# Tricky Improper Integral.

• November 21st 2010, 03:08 PM
minusb
Tricky Improper Integral.
Hi, I'm trying to work through perhaps someone could advise me on this...

I'm trying to show that $\displaystyle \int_{0}^{1}(ln(1/s))^{x-1}ds$ is the same function as $\displaystyle \int_{0}^{inf}x^3e^{-x}dx$ and explain why this i

I am told that $\displaystyle \int_{0}^{inf}x^3e^{-x}dx$converges to (n-1)!

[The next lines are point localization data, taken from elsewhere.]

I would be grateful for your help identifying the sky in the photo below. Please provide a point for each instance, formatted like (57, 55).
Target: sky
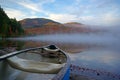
(90, 12)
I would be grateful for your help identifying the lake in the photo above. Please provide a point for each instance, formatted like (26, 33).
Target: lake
(99, 51)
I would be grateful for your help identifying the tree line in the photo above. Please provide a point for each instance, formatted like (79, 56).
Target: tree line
(9, 27)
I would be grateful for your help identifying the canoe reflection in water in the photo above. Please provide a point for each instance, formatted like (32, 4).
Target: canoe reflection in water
(41, 63)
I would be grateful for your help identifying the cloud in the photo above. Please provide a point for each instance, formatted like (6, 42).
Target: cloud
(30, 5)
(63, 17)
(12, 13)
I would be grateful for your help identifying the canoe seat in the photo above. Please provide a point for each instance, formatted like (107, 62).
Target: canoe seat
(34, 66)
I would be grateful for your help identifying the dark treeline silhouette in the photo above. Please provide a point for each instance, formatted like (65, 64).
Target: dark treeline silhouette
(9, 27)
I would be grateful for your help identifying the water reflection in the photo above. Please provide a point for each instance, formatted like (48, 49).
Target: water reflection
(96, 51)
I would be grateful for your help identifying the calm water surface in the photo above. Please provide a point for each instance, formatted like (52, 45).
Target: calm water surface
(97, 51)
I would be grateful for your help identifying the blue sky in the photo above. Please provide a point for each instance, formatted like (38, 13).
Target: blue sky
(91, 12)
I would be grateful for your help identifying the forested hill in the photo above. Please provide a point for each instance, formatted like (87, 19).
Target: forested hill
(9, 27)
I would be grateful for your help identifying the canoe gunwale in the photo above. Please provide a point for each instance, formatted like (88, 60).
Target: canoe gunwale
(58, 76)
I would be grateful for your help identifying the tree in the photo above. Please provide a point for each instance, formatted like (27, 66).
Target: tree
(9, 27)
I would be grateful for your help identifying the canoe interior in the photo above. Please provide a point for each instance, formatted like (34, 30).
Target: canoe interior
(9, 73)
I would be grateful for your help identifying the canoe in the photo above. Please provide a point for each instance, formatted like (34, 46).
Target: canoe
(40, 63)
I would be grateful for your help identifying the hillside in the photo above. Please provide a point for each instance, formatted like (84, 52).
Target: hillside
(47, 26)
(9, 27)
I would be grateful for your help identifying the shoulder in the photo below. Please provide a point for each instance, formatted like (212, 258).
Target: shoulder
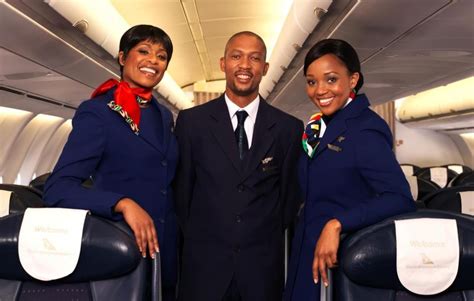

This is a little out of my league.

Here's what I'm thinking that I do a u substitution with the ln(1/s). Because I don't have an x on the bottom I don't have to use $\displaystyle \int_{a}^{1}(ln(1/s))^{x-1}ds$ right?

For the second function I use integration by parts?

Any clue as to why it's well defined at 2?

What steps would you advise me to take?
• November 21st 2010, 04:17 PM
tonio
Quote:

Originally Posted by minusb
Hi, I'm trying to work through perhaps someone could advise me on this...

I'm trying to show that $\displaystyle \int_{0}^{1}(ln(1/s))^{x-1}ds$ is the same function as $\displaystyle \int_{0}^{inf}x^3e^{-x}dx$ and explain why this i

I am told that $\displaystyle \int_{0}^{inf}x^3e^{-x}dx$converges to (n-1)!

This is a little out of my league.

Here's what I'm thinking that I do a u substitution with the ln(1/s). Because I don't have an x on the bottom I don't have to use $\displaystyle \int_{a}^{1}(ln(1/s))^{x-1}ds$ right?

For the second function I use integration by parts?

Any clue as to why it's well defined at 2?

What steps would you advise me to take?

There seem to be several typing mistakes in your question:

First, $\displaystyle \int_{0}^{1}(ln(1/s))^{x-1}ds=\displaystyle \int_{0}^{\infty}t^{x-1}e^{-t}dt=\Gamma(x)=$ the very well-known

gamma function, making the variable change $\displaystyle{\ln\frac{1}{s}=t}$.

This equals $(x-1)!$ if $x\in\mathbb{N}$ , so check why you wrote 3 instead of x-1.

Second, the second integral (not function) simply is $\Gamma(3)=2!=2$ .

Tonio
• November 21st 2010, 04:29 PM
minusb
Thanks for pointing that out Tonio.. I'll google it for a bit more info.